The issues that we are talking about are not small. Those of your Lordships who listened to the opening speeches in the House of Commons today will have seen the gravity of the issues that are being considered. If I may put in a plug for my leader, my right honourable friend the leader of the Opposition made a forensic speech, which went through in detail all the big issues in this agreement which must be debated and tested and which are at the moment unclear—the Erasmus programme, workers’ rights, the ability of artists and professionals to travel across the continent, what will happen to financial services, which are outside this treaty, business services and the nature of the security partnership. Noble Lords need only read the headings of each of the 40 clauses in the Bill, which relate to matters as big as any that your Lordships have ever debated and legislated for, to see the importance of the issues at stake. What is happening today is not just, as the noble Lord, Lord Ashton, said, not in keeping with our usual practices—I must say that that is the understatement of the parliamentary year; it is the noble Lord’s job to try to keep our proceedings as low key as possible—but something that the House should regard as totally unacceptable.

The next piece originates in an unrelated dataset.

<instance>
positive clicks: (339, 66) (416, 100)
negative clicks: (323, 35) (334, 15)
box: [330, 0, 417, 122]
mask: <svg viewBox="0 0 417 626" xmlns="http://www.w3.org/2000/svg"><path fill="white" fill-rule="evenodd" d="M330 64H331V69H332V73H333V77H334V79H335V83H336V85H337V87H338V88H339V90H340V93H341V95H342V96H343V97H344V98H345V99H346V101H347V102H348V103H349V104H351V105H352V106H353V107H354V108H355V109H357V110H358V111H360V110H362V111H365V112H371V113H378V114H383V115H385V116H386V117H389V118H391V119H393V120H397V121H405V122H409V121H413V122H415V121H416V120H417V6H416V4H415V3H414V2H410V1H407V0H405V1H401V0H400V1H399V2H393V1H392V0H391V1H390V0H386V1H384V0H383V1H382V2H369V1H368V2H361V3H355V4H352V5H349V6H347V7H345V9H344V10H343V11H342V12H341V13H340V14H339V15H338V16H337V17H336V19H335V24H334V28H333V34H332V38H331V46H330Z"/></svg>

We are where we are. Today is the 30th and the Bill must become law, so I do not propose that we reimpose Committee stage, but it is important that we put on record that these arrangements are unacceptable. They will be regarded as a precedent in future. They treat the general public, who are looking at our proceedings and expecting us to legislate with scrutiny, with contempt. That is why it is right that we put on record that we deplore these arrangements. With that in mind, I beg to move as an addition to the Chief Whip’s Motion that
“this House regrets the gross abuse of the Parliamentary process and lack of any opportunity for effective scrutiny that has been necessitated by the failure of Her Majesty’s Government … to enable Parliament to meet in a more timely manner, and … to make other provisions for the rights of Parliament to be upheld.”
My Lords, the original Question was that the first Motion in the name of the Lord Privy Seal be agreed to, since when a second amendment has been moved by the noble Lord, Lord Adonis, as set out on the Order Paper. The Question before the House is that the second amendment in the name of the noble Lord, Lord Adonis, be agreed to. I have received no notification, but I suspect the noble Lord, Lord Stoneham, would like to speak.